The Nova Scotia government is arguing receiving timely access to appropriate housing is not a human right for people with disabilities and is asking Canada's top court to overturn a decision that found its current practices are discriminatory.
In an argument seeking leave to appeal to the top court, two government lawyers warn that if the province's Court of Appeal decision is allowed to stand, human rights legislation would be taking on too much power.
It says that in effect, adjudicators would be defining the quality of social services people receive — usurping the legislature's authority and budget setting power.
The provincial lawyers concede Nova Scotia's current system requiring some people with disabilities to live in larger facilities is not ideal.
But they also say courts should not rule that provincial human rights legislation was created to define issues such as wait times for access to housing based in the community.
Provincial lawyers Kevin Kindred and Dorianne Mullin argue in their Dec. 6 submission this would "transform human rights adjudicators into the administrators of disability benefits."
Still, the lawyers acknowledge "that reforms have proceeded slowly" in providing housing in small options homes — defined as supported housing with four residents or fewer. It notes that records submitted to the Appeal court say about 555 people with intellectual and other disabilities were still living in large, institutional settings, while about 695 people were in small option homes.
"The record before the Court of Appeal ... indicates that some individuals who are eligible for disabilities services programs have instead been resident in hospitals long beyond what is medically necessary," said the submission.
A day after the Oct. 6 Court of Appeal ruling that the province's existing provision of housing is discriminatory, Premier Tim Houston said his government had heard the court's message "loud and clear" and pledged to work with the disability community to reform the system. He also said he didn't believe citizens should have to take the government to court to make it "do the right thing."
But in an apparent shift in course, provincial Community Services Minister Karla MacFarlane later said in an email the Appeal Court's decision had raised questions about how other social programs could be affected.

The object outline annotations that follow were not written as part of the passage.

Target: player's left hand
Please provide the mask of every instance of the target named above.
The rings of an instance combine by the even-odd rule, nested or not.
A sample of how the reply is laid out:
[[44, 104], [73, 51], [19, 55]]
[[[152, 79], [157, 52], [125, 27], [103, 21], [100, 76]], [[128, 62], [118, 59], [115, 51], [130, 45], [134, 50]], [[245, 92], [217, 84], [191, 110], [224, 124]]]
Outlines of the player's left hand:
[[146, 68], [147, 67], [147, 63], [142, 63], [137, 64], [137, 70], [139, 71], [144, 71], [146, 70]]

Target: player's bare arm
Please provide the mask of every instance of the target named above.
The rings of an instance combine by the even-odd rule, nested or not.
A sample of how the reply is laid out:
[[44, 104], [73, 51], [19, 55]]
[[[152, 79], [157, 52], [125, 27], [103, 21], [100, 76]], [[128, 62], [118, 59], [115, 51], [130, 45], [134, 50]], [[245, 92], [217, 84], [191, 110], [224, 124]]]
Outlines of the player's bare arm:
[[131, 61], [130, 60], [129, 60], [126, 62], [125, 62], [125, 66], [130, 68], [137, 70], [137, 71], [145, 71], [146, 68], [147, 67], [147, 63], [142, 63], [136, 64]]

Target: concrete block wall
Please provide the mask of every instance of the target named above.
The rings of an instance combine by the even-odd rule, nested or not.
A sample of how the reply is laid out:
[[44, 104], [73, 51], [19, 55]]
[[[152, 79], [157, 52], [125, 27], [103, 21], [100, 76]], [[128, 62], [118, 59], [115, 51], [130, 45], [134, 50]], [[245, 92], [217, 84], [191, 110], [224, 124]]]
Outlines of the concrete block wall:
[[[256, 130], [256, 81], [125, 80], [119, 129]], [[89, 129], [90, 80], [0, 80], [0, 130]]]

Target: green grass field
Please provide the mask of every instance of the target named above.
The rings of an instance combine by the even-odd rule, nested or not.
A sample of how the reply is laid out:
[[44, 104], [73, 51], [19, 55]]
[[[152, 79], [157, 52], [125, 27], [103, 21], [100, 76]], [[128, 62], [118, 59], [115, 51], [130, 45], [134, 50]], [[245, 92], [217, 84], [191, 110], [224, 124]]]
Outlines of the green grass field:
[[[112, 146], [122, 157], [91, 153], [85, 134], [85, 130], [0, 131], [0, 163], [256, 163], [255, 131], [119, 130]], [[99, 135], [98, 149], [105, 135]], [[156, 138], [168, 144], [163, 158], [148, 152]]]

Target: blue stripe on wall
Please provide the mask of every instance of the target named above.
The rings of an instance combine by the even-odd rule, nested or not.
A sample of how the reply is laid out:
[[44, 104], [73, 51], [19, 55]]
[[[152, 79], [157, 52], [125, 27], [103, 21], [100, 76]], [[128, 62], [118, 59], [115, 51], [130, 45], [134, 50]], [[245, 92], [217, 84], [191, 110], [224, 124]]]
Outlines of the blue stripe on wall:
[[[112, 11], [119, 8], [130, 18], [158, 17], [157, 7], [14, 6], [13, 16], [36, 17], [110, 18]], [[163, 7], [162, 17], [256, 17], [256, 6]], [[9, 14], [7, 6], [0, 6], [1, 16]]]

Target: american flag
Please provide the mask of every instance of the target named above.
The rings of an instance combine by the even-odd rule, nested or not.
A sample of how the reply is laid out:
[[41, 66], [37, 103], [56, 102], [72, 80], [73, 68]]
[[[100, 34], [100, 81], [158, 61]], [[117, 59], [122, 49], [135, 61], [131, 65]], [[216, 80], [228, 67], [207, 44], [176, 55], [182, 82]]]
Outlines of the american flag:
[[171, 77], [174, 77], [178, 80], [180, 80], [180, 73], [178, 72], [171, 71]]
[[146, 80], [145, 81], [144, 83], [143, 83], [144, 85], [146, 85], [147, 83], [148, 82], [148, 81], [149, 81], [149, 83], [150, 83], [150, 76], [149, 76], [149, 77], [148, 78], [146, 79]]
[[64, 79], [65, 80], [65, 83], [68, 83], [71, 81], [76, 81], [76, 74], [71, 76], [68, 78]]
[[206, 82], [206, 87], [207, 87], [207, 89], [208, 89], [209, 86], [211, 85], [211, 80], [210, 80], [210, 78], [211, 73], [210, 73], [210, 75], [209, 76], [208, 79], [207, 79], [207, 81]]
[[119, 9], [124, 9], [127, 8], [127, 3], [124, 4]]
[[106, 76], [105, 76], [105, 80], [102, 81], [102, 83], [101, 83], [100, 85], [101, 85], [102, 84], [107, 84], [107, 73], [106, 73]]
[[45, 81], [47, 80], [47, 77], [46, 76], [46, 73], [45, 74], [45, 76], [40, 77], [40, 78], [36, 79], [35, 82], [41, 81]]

The landmark Appeal Court decision said the provincial government's failure to offer people with disabilities "meaningful" access to housing and care is reflected in long wait-lists. The court also said the situation amounted to a violation of their basic rights.
The appeal was originally launched by the Disability Rights Coalition. During the hearing, its lawyer Claire McNeil argued the mistreatment of people with disabilities included unnecessary institutionalization, lengthy wait times, and forced removal to remote areas of the province far from family and friends.
Supreme court to hear arguments
McNeil said in an email on Saturday that the coalition will soon submit its arguments to the Supreme Court of Canada on why the decision should stand.
"The bedrock of the Court of Appeal decision is that the province is both ignoring their own legislative obligations to
people with disabilities to provide social assistance benefits, while at the same time fulfilling those same legislative obligations to provide social assistance to the non disabled," she wrote.
"Are there other programs where these two factors also exist: a legislative obligation which the government is ignoring and discriminatory treatment? We challenge the government to provide concrete examples of other benefits where these two factors exist."
She described the province's argument as "a smokescreen that takes away our attention from finding a solution to the devastating impacts of decades long systemic discrimination against people with disabilities."
The original human rights case was launched by three people with intellectual disabilities who spent years confined in the Emerald Hall psychiatric hospital despite medical opinions that they could be housed in the community.
The board decision ruled the individual rights of Joey Delaney, the late Beth MacLean and the late Sheila Livingstone were violated, but it also ruled against the separate claim by the coalition that the system was discriminating more widely against people with disabilities.
The coalition appealed the board's finding on systemic discrimination and won before the Appeal Court.
The Appeal Court also upheld and extended the findings of individual discrimination against the three, doubling the
compensation paid to Delaney from $100,000 to $200,000, while the compensation due to MacLean — who died in September — went from $100,000 to $300,000.
The government notes in its application to the Supreme Court it will not be appealing the findings regarding MacLean, Livingstone and Delaney.